## estimating the marginal likelihood (or an information criterion)

Posted in Books, pictures, Statistics, University life with tags , , , , , , , , , , , on December 28, 2019 by xi'an

Tory Imai (from Kyoto University) arXived a paper last summer on what first looked like a novel approximation of the marginal likelihood. Based on the variance of thermodynamic integration. The starting argument is that there exists a power 0<t⁰<1 such that the expectation of the logarithm of the product of the prior by the likelihood to the power t⁰ or t⁰-powered likelihood  is equal to the standard log-marginal

$\log m(x) = \mathbb{E}^{t^0}[ \log f(X|\theta) ]$

when the expectation is under the posterior corresponding to the t⁰-powered likelihood (rather than the full likelihood).

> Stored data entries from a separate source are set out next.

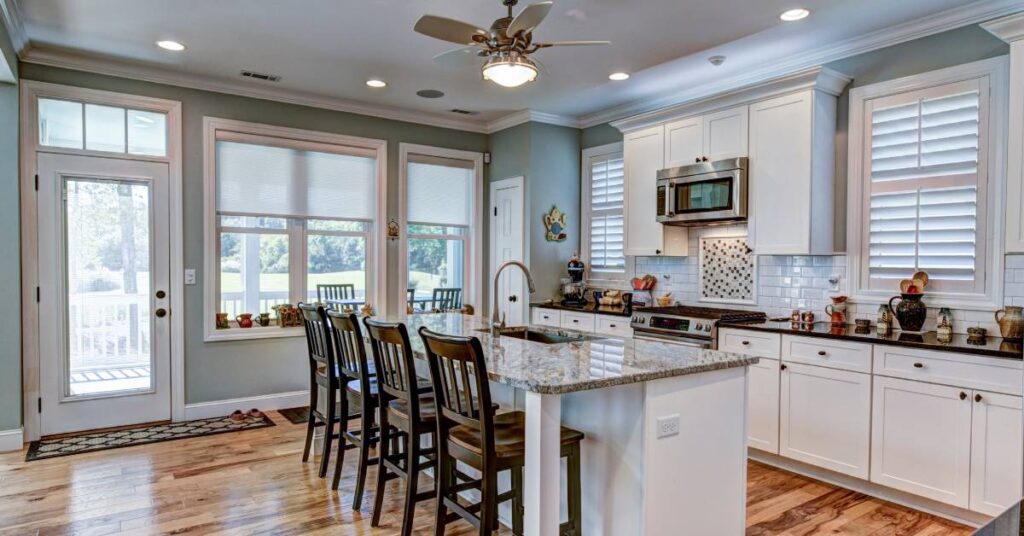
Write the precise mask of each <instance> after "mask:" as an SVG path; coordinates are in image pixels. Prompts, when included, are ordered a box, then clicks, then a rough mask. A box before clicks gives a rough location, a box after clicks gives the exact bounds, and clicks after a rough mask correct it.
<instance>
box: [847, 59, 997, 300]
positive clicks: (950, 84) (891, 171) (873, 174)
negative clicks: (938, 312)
mask: <svg viewBox="0 0 1024 536" xmlns="http://www.w3.org/2000/svg"><path fill="white" fill-rule="evenodd" d="M985 64H986V63H985V61H981V63H978V64H971V65H969V66H961V68H967V71H969V72H970V71H972V70H974V71H976V70H978V68H979V67H980V66H983V65H985ZM988 65H993V64H991V63H988ZM957 69H958V68H952V69H950V70H943V71H939V72H935V73H929V74H925V75H919V76H918V77H910V78H909V79H904V80H901V81H894V82H886V83H882V84H877V85H874V86H866V87H863V88H857V89H855V90H854V92H853V93H852V95H851V110H852V113H851V123H853V122H854V121H856V122H859V126H860V129H861V131H862V133H861V134H860V135H855V134H853V133H852V134H851V153H850V154H851V155H855V154H858V155H860V157H859V161H858V162H856V163H852V164H851V175H850V177H851V189H850V193H851V197H852V198H853V196H854V195H855V194H857V197H856V198H853V199H851V207H853V206H854V203H856V204H858V205H859V207H857V209H856V210H854V209H851V222H850V225H851V229H850V232H851V240H850V245H851V253H855V254H851V257H852V258H851V260H853V261H855V265H851V280H852V282H853V286H852V288H853V289H854V290H855V292H857V293H861V294H863V295H874V296H879V297H882V296H883V295H885V296H888V295H891V294H893V293H894V292H898V288H899V281H900V280H903V279H906V278H909V277H910V276H911V275H912V274H913V273H914V272H916V271H925V272H927V273H928V274H929V279H930V282H929V286H928V292H929V293H930V294H932V295H933V296H935V297H937V298H939V299H942V298H957V299H961V300H959V301H954V302H953V303H955V304H956V305H964V304H968V301H970V300H972V299H974V300H978V301H979V302H980V301H984V300H991V299H993V296H995V295H997V293H996V292H995V291H994V289H995V286H996V285H998V281H997V280H998V279H999V278H998V275H993V273H992V271H991V270H987V267H989V266H997V265H998V263H999V261H998V260H997V259H995V258H996V257H998V253H999V252H998V249H999V248H998V247H991V246H990V244H989V242H990V240H986V237H991V236H993V233H992V230H993V228H994V225H995V221H994V218H992V217H991V216H992V214H991V211H990V209H989V207H990V206H995V205H994V202H993V200H991V199H990V198H989V195H990V193H991V192H993V187H992V184H990V181H991V177H992V176H993V175H991V174H990V173H989V168H990V164H989V162H994V161H996V158H995V155H997V154H998V151H999V150H998V149H997V143H993V142H990V138H991V133H992V132H993V131H997V130H995V126H993V125H992V124H991V120H990V118H993V117H995V114H994V113H993V112H992V110H991V108H990V107H991V106H992V101H991V100H992V99H993V98H997V97H993V96H992V95H990V93H989V88H990V87H992V82H991V78H992V76H994V75H995V73H994V72H993V73H989V74H985V75H980V74H979V75H976V76H965V75H964V74H961V75H959V76H958V77H956V76H953V74H954V73H955V71H956V70H957ZM943 75H945V76H943ZM947 77H948V78H951V79H948V78H947ZM914 79H918V80H921V82H919V83H918V84H914V83H913V82H912V80H914ZM996 95H997V93H996ZM853 127H854V125H852V124H851V130H853ZM855 150H856V151H855ZM852 160H855V159H854V158H851V161H852ZM854 170H856V173H854V172H853V171H854ZM854 249H855V250H856V251H853V250H854ZM993 259H994V260H993ZM1000 270H1001V269H1000ZM963 299H968V301H964V300H963ZM994 299H997V298H994ZM933 301H934V300H933ZM933 304H938V302H935V303H933Z"/></svg>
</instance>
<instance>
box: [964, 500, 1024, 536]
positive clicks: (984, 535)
mask: <svg viewBox="0 0 1024 536" xmlns="http://www.w3.org/2000/svg"><path fill="white" fill-rule="evenodd" d="M974 536H1024V516H1022V508H1021V503H1020V502H1018V503H1017V504H1015V505H1013V506H1011V507H1010V509H1008V510H1007V511H1005V512H1002V513H1000V514H998V516H996V517H995V518H992V521H990V522H988V523H986V524H985V525H984V526H983V527H981V528H980V529H978V530H977V531H976V532H975V533H974Z"/></svg>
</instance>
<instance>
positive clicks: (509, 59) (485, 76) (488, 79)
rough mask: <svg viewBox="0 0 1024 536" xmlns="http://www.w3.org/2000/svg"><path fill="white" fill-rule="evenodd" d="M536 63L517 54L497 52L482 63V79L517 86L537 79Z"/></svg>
mask: <svg viewBox="0 0 1024 536" xmlns="http://www.w3.org/2000/svg"><path fill="white" fill-rule="evenodd" d="M537 74H538V69H537V64H535V63H534V61H532V60H530V59H529V58H528V57H526V56H523V55H520V54H517V53H511V54H498V55H494V56H492V57H490V58H489V59H487V63H486V64H483V79H484V80H489V81H492V82H494V83H496V84H498V85H500V86H504V87H519V86H521V85H523V84H526V83H528V82H532V81H534V80H537Z"/></svg>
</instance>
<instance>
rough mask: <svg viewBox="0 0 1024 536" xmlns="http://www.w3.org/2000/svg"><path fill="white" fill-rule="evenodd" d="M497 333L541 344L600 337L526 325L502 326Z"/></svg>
mask: <svg viewBox="0 0 1024 536" xmlns="http://www.w3.org/2000/svg"><path fill="white" fill-rule="evenodd" d="M476 331H483V332H489V331H490V330H489V329H478V330H476ZM498 333H499V334H500V335H501V336H503V337H512V338H517V339H523V340H529V341H532V342H540V343H542V344H563V343H565V342H583V341H585V340H596V339H599V338H601V337H594V336H591V335H584V334H582V333H575V332H572V331H561V330H540V329H536V328H529V327H526V326H514V327H508V328H502V329H500V330H499V331H498Z"/></svg>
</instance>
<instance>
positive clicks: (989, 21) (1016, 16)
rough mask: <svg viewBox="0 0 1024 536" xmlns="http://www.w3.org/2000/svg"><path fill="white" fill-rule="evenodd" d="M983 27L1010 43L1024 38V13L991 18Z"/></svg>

By an application of the mean value theorem. Watanabe’s (2013) WBIC replaces the optimum t⁰ with 1/log(n), n being the sample size. The issue in terms of computational statistics is of course that the error of WBIC (against the true log m(x)) is only characterised as an order of n.

The second part of the paper is rather obscure to me, as the motivation for the real log canonical threshold is missing, even though the quantity is connected with the power likelihood. And the DIC effective dimension. It then goes on to propose a new approximation of sBIC, where s stands for singular, of Drton and Plummer (2017) which I had missed (and may ask my colleague Martin later today at Warwick!). Quickly reading through the later however brings explanations about the real log canonical threshold being simply the effective dimension in Schwarwz’s BIC approximation to the log marginal,

$\log m(x) \approx= \log f(x|\hat{\theta}_n) - \lambda \log n +(m-1)\log\log n$

(as derived by Watanabe), where m is called the multiplicity of the real log canonical threshold. Both λ and m being unknown, Drton and Plummer (2017) estimate the above approximation in a Bayesian fashion, which leads to a double indexed marginal approximation for a collection of models. Since this thread leads me further and further from a numerical resolution of the marginal estimation, but brings in a different perspective on mixture Bayesian estimation, I will return to this highly  in a later post. The paper of Imai discusses a different numerical approximation to sBIC, With a potential improvement in computing sBIC. (The paper was proposed as a poster to BayesComp 2020, so I am looking forward discussing it with the author.)

## 19 dubious ways to compute the marginal likelihood

Posted in Books, Statistics with tags , , , , , , , , , , on December 11, 2018 by xi'an

A recent arXival on nineteen different [and not necessarily dubious!] ways to approximate the marginal likelihood of a given topology of a philogeny tree that reminded me of our San Antonio survey with Jean-Michel Marin. This includes a version of the Laplace approximation called Laplus (!), accounting for the fact that branch lengths on the tree are positive but may have a MAP at zero. Using a Beta, Gamma, or log-Normal distribution instead of a Normal. For importance sampling, the proposals are derived from either the Laplus (!) approximate distributions or from the variational Bayes solution (based on an Normal product). Harmonic means are still used here despite the obvious danger, along with a defensive version that mixes prior and posterior. Naïve Monte Carlo means simulating from the prior, while bridge sampling seems to use samples from prior and posterior distributions. Path and modified path sampling versions are those proposed in 2008 by Nial Friel and Tony Pettitt (QUT). Stepping stone sampling appears like another version of path sampling, also based on a telescopic product of ratios of normalising constants, the generalised version relying on a normalising reference distribution that need be calibrated. CPO and PPD in the above table are two versions based on posterior predictive density estimates.

When running the comparison between so many contenders, the ground truth is selected as the values returned by MrBayes in a massive MCMC experiment amounting to 7.5 billions generations. For five different datasets. The above picture describes mean square errors for the probabilities of split, over ten replicates [when meaningful], the worst case being naïve Monte Carlo, with nested sampling and harmonic mean solutions close by. Similar assessments proceed from a comparison of Kullback-Leibler divergences. With the (predicatble?) note that “the methods do a better job approximating the marginal likelihood of more probable trees than less probable trees”. And massive variability for the poorest methods:

The comparison above does not account for time and since some methods are deterministic (and fast) there is little to do about this. The stepping steps solutions are very costly, while on the middle range bridge sampling outdoes path sampling. The assessment of nested sampling found in the conclusion is that it “would appear to be an unwise choice for estimating the marginal likelihoods of topologies, as it produces poor approximate posteriors” (p.12). Concluding at the Gamma Laplus approximation being the winner across all categories! (There is no ABC solution studied in this paper as the model likelihood can be computed in this setup, contrary to our own setting.)